There may be two reasons for this.

The first is that Amazon described in her Yale paper no longer exists.

Over the past few years, the company has shifted from the grow-at-all cost mentality that has defined most of its existence to one that now stresses profits and cost cutting. The retailer has laid off thousands of workers, paused or eliminated real estate projects, pressed vendors for greater profit margins, and moved to reduce product returns.

Hard to prove harm 

And as for the second major anti-trust argument against Amazon, that it both sells competitors’ products and uses the data to compete against them, it might be hard to prove its marketplace hurts consumers or vendors.

Martin Heubel, a former Amazon category manager who now advises brands on how to work with the company, said the company’s marketplace certainly gives Amazon a significant edge.

“It allows Amazon to tap into the best of both worlds: receiving profitable commissions from third party sellers, as well as yielding free data insights into the performance of each product category, not only at brand, but at the product level,” he said.

“This gives Amazon a significant advantage over other online retailers, as it doesn't have to rely on a trial-and-error approach when assigning its resources to its retail business, Heubel said. “Amazon can launch private label products with confidence, and also benchmark its first-party vendor business against the performance of its third-party sellers.”

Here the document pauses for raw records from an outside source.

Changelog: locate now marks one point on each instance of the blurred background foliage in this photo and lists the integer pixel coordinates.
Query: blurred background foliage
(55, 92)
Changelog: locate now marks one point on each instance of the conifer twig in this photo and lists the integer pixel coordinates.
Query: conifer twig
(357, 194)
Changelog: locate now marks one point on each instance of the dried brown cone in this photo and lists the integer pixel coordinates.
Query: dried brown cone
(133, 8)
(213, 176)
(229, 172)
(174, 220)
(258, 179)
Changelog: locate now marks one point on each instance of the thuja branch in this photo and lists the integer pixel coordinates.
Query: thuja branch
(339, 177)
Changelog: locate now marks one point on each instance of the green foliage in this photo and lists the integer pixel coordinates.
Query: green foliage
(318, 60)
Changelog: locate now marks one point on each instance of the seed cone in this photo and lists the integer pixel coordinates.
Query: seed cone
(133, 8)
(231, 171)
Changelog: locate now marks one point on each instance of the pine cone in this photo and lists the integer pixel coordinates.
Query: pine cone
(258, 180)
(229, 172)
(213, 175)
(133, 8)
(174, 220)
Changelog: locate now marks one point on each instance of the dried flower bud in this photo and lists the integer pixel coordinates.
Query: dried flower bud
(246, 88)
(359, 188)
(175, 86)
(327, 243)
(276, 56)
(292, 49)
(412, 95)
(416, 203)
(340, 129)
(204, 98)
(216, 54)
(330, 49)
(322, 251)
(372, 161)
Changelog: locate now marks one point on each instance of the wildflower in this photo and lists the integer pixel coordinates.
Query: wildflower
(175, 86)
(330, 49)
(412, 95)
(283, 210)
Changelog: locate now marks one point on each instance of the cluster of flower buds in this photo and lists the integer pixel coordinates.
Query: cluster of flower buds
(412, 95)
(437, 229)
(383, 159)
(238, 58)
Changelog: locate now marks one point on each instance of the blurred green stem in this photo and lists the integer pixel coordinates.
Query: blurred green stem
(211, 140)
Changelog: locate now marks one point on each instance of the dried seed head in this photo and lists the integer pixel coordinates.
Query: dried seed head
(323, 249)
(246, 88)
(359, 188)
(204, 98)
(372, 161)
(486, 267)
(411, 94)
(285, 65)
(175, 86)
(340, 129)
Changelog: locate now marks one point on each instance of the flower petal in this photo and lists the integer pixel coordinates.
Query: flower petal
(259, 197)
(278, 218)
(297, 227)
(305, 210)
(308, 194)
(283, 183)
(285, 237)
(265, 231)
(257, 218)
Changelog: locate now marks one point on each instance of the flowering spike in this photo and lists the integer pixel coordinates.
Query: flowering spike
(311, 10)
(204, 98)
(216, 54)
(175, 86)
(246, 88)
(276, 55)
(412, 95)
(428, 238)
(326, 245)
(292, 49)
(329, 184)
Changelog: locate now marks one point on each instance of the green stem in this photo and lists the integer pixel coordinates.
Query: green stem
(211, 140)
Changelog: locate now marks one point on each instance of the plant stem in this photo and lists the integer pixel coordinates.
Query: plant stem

Ultimately, competition between Amazon and the vendors that use its marketplace actually “leads to lower prices for end shoppers,” he said.

And in a recent study published in the journal Service Science, researchers found evidence that suggests that third-party sellers actually performed better than expected when competing with the platform, charging higher prices and increasing their revenues.

“The platform can be a ‘friend’ instead of a ‘foe’ when it enters the market to compete with third-party sellers,” the authors write.

It’s hard to argue Amazon should break up if you can’t specifically prove how the retailer hurts competitors or consumers.